Dublin city needs a cultural supremo to ensure its citizens experience the arts, it was claimed today.
Dermot McLaughlin, of Temple Bar Cultural Trust (TBCT), said there were many barriers facing people who want to enjoy the capital’s culture life.
Mr McLaughlin asked if citizens were fully able to enjoy the benefits of Dublin’s rich cultural infrastructure, which he said cost taxpayers over €140m a year, and if the city knew how to prosper from the talent and creativity in its cultural communities.
The trust will hold a culture and the city conference examining these issues in the National Gallery of Ireland on Tuesday.

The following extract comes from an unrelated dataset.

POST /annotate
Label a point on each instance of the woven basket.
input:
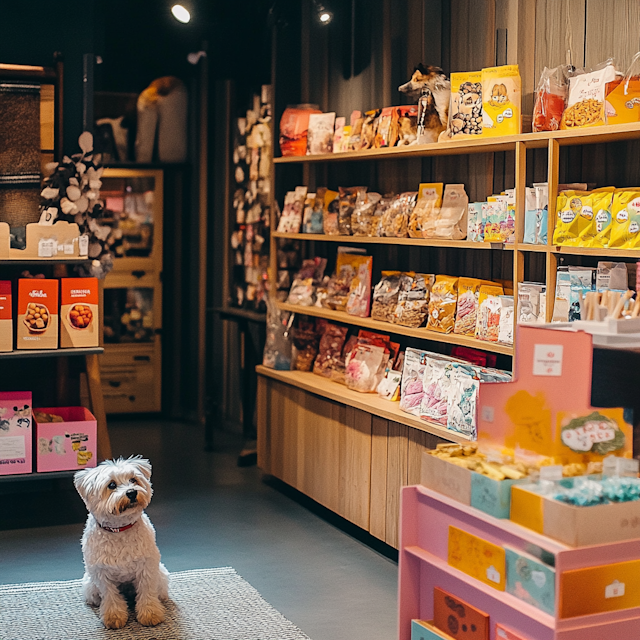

National and European experts on culture will speak at the event.
“Dublin needs a cultural supremo to ensure the city and its citizens get a better deal when it comes to culture and the arts,” said Mr McLaughlin.
“There are many barriers facing people who want to enjoy and participate in Dublin’s cultural life despite the huge public investment of €140m in culture and the arts here in Dublin.”
Research from TBCT’s Culture Night shows people are curious, willing and committed to visiting cultural centres.
“People will get involved in culture and the arts if they get good information, if opening hours are more sensible and if we had a clear policy to encourage cultural organisations to combat cultural exclusion, then things would be even better,” added Mr McLaughlin.
“In the absence of clear national policies to promote cultural inclusion, it is hard to see how cultural organisations can be expected individually to address a chronic national policy deficit that is bad news for citizens.”